According to an Oct. 28 article in The Michigan Daily, the University’s grade from the Campus Sustainability Report Card dropped from a B+ in 2010 to a B on the 2011 report card, which was released last week. The Report Card grades 332 North American colleges in nine different areas of campus-wide sustainability. The executive director of the University’s Office of Campus Sustainability, Terry Alexander, told the Daily that he believes the University deserved an A. He also believes the Campus Sustainability Report Card’s process of rating is faulty.
Part of the problem, according to Alexander, is that the Michigan Student Assembly Environmental Issues Commission never filled out the student portion of the survey, which was sent out in July. The commission has filled out the survey in the past, but somehow it slipped through the cracks this summer. Students and the Office of Campus Sustainability must work together to create a greener campus, and students need to keep up their end of that responsibility.
But the Office of Campus Sustainability must lead the charge for a more sustainable campus. It’s easy to blame the grading system, but the reality is that the University doesn’t deserve an A. There are many easily identifiable areas in which campus could be more sustainable. For example, the University’s fleet of vehicles — which increased by about 60 in the last year — doesn’t run completely on alternative fuels like ethanol or biodiesel. And the University has no intention to switch to hybrid buses in the near future, even though the Ann Arbor Transportation Authority started purchasing hybrids 2007. The University could also implement trayless dining across campus, a program that encourages students to not use trays in dining halls. The program has already been successfully implemented in East Quad.

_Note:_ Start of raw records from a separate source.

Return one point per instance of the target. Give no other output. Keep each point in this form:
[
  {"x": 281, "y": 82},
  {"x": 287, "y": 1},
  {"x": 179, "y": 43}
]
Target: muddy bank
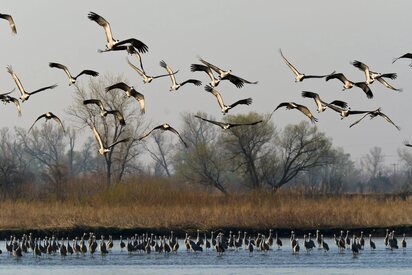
[{"x": 126, "y": 232}]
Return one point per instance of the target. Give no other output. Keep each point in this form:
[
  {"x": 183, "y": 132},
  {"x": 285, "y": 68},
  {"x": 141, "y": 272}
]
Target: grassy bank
[{"x": 160, "y": 205}]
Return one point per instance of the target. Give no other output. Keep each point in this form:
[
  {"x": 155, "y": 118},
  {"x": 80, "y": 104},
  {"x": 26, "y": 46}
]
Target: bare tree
[
  {"x": 47, "y": 147},
  {"x": 374, "y": 164},
  {"x": 247, "y": 145},
  {"x": 299, "y": 148},
  {"x": 203, "y": 162},
  {"x": 160, "y": 152},
  {"x": 13, "y": 164},
  {"x": 123, "y": 158}
]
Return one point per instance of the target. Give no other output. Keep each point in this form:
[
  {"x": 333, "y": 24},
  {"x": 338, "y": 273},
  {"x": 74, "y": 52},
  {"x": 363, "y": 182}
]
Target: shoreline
[{"x": 180, "y": 233}]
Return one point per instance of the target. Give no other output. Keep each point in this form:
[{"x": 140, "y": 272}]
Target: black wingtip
[{"x": 208, "y": 88}]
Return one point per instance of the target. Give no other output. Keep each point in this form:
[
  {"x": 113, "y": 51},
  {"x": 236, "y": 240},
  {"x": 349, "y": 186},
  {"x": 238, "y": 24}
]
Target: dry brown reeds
[{"x": 167, "y": 204}]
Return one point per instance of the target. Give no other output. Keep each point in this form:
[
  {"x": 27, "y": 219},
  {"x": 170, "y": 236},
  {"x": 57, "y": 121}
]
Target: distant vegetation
[
  {"x": 256, "y": 175},
  {"x": 155, "y": 204}
]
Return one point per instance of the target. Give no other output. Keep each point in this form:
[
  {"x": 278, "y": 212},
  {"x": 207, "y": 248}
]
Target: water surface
[{"x": 280, "y": 261}]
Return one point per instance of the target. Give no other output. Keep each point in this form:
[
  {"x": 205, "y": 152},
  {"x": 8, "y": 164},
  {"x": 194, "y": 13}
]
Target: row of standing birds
[
  {"x": 148, "y": 243},
  {"x": 133, "y": 47}
]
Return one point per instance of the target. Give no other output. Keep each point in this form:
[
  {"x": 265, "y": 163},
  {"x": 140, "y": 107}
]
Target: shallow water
[{"x": 282, "y": 261}]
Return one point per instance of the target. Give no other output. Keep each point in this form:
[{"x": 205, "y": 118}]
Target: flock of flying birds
[{"x": 136, "y": 48}]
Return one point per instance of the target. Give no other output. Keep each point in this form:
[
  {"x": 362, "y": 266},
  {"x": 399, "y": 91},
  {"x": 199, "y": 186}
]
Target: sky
[{"x": 317, "y": 37}]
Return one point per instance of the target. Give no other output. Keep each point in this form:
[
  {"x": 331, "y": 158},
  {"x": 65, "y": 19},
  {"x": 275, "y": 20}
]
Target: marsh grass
[{"x": 167, "y": 204}]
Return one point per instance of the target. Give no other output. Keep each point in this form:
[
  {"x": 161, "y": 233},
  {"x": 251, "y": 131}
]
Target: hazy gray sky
[{"x": 316, "y": 36}]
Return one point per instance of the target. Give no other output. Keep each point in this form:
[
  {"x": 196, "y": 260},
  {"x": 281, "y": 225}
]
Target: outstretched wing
[
  {"x": 294, "y": 70},
  {"x": 359, "y": 120},
  {"x": 202, "y": 68},
  {"x": 137, "y": 44},
  {"x": 365, "y": 88},
  {"x": 246, "y": 101},
  {"x": 43, "y": 89},
  {"x": 192, "y": 81},
  {"x": 406, "y": 55},
  {"x": 11, "y": 22},
  {"x": 288, "y": 105},
  {"x": 340, "y": 103},
  {"x": 338, "y": 76},
  {"x": 169, "y": 71},
  {"x": 140, "y": 98},
  {"x": 139, "y": 71},
  {"x": 363, "y": 67},
  {"x": 104, "y": 23},
  {"x": 16, "y": 102},
  {"x": 60, "y": 66},
  {"x": 5, "y": 94},
  {"x": 387, "y": 85},
  {"x": 216, "y": 94},
  {"x": 98, "y": 102},
  {"x": 238, "y": 81},
  {"x": 245, "y": 124},
  {"x": 87, "y": 72},
  {"x": 220, "y": 124},
  {"x": 318, "y": 76},
  {"x": 306, "y": 112},
  {"x": 148, "y": 133},
  {"x": 40, "y": 117},
  {"x": 213, "y": 67},
  {"x": 389, "y": 75},
  {"x": 121, "y": 85},
  {"x": 389, "y": 120},
  {"x": 16, "y": 79}
]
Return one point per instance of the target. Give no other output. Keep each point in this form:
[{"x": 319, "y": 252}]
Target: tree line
[{"x": 241, "y": 158}]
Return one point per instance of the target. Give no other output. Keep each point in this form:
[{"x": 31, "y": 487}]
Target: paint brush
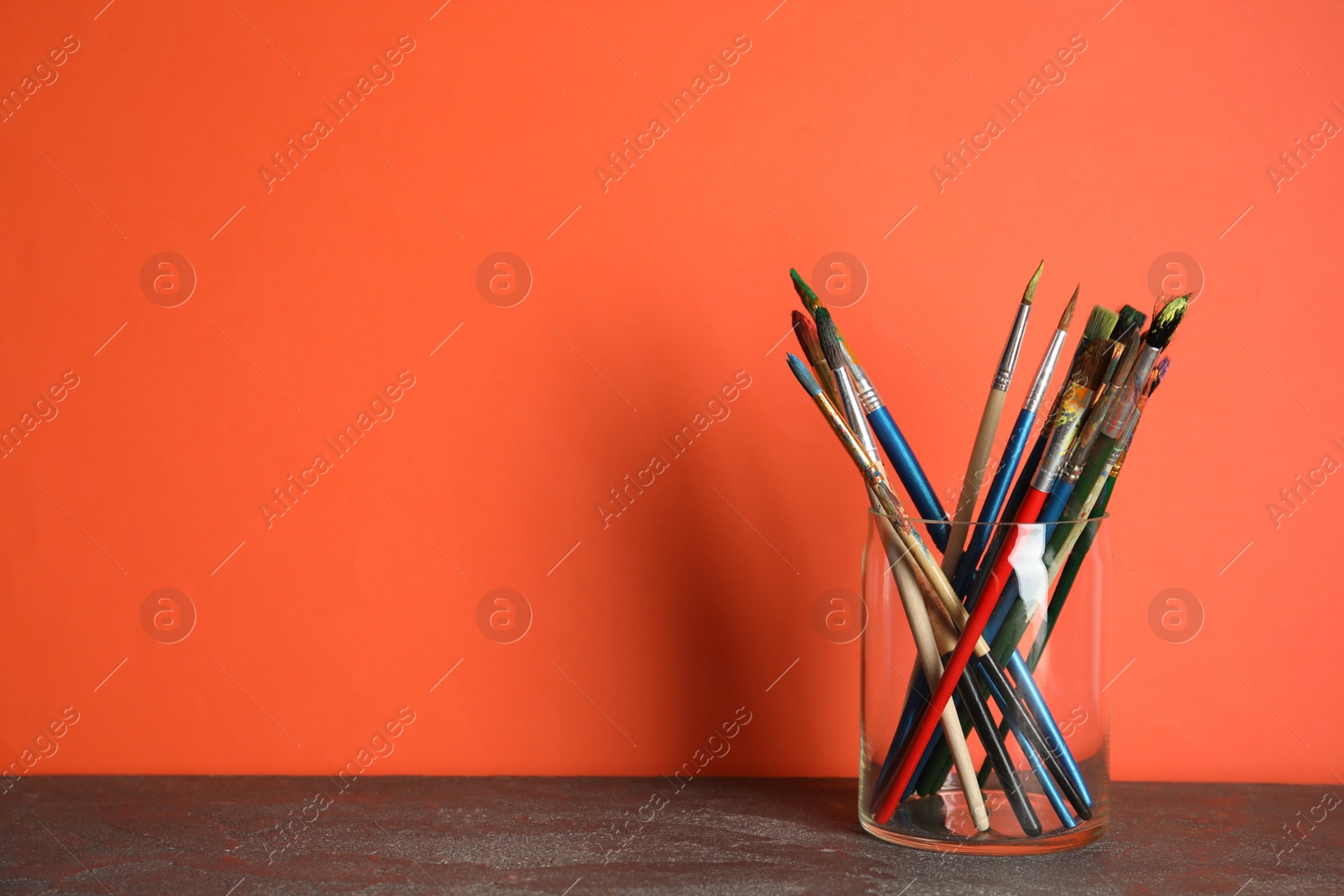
[
  {"x": 1097, "y": 465},
  {"x": 1075, "y": 553},
  {"x": 835, "y": 354},
  {"x": 1090, "y": 432},
  {"x": 996, "y": 570},
  {"x": 1079, "y": 553},
  {"x": 1101, "y": 324},
  {"x": 889, "y": 434},
  {"x": 806, "y": 333},
  {"x": 988, "y": 426},
  {"x": 920, "y": 621},
  {"x": 904, "y": 566},
  {"x": 1012, "y": 452}
]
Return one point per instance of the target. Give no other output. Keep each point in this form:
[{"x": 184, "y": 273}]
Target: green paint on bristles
[
  {"x": 810, "y": 298},
  {"x": 1128, "y": 320},
  {"x": 1166, "y": 320},
  {"x": 1030, "y": 293},
  {"x": 1101, "y": 322}
]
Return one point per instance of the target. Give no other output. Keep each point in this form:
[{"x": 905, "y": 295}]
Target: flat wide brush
[
  {"x": 1012, "y": 452},
  {"x": 900, "y": 560}
]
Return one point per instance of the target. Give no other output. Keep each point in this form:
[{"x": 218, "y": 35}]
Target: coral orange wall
[{"x": 329, "y": 286}]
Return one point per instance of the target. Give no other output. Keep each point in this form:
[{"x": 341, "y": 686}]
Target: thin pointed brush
[
  {"x": 1016, "y": 443},
  {"x": 806, "y": 333},
  {"x": 1012, "y": 631},
  {"x": 1101, "y": 324},
  {"x": 988, "y": 426},
  {"x": 1079, "y": 553},
  {"x": 900, "y": 555},
  {"x": 889, "y": 434},
  {"x": 1068, "y": 416},
  {"x": 1120, "y": 419},
  {"x": 996, "y": 571}
]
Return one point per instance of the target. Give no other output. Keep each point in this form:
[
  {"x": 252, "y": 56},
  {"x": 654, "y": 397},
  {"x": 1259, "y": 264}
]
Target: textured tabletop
[{"x": 577, "y": 836}]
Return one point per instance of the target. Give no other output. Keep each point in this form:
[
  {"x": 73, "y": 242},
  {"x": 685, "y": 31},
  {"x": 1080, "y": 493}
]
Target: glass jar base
[{"x": 941, "y": 824}]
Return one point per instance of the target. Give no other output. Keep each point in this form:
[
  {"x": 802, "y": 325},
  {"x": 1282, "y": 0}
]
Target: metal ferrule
[
  {"x": 1120, "y": 411},
  {"x": 1008, "y": 363},
  {"x": 1072, "y": 409},
  {"x": 869, "y": 398},
  {"x": 853, "y": 414},
  {"x": 1047, "y": 369}
]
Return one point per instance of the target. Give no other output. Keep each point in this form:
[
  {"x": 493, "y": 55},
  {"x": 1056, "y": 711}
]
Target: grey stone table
[{"x": 578, "y": 836}]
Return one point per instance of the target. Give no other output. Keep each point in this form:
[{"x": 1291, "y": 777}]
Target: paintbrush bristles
[
  {"x": 1101, "y": 322},
  {"x": 1166, "y": 320},
  {"x": 1068, "y": 317},
  {"x": 1030, "y": 293},
  {"x": 831, "y": 345},
  {"x": 1128, "y": 320},
  {"x": 804, "y": 375},
  {"x": 806, "y": 333},
  {"x": 800, "y": 286}
]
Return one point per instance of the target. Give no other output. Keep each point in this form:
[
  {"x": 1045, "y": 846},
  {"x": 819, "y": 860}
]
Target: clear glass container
[{"x": 1050, "y": 721}]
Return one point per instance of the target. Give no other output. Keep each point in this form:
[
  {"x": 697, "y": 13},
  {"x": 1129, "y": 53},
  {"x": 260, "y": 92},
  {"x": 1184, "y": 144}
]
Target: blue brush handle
[
  {"x": 911, "y": 474},
  {"x": 995, "y": 499},
  {"x": 1028, "y": 472},
  {"x": 1054, "y": 506},
  {"x": 1025, "y": 681}
]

The University’s construction and renovation projects also haven’t prioritized green initiatives. North Quad wasn’t constructed to earn LEED certification. And the University currently has only two LEED-certified buildings, which is astonishingly bad considering the University’s size, construction budget and supposed commitment to going green. Grand Valley State University, a much smaller institution than the University of Michigan, has seven LEED-certified buildings on its Allendale campus alone, and is waiting on approval for two more as of September 2010.
The University’s current sustainability programs seem to only pay lip service to its environmentally friendly reputation. But half-hearted environmentalism isn’t acceptable. The University must remember that environmental consciousness isn’t just a mindset. It also requires progressive action.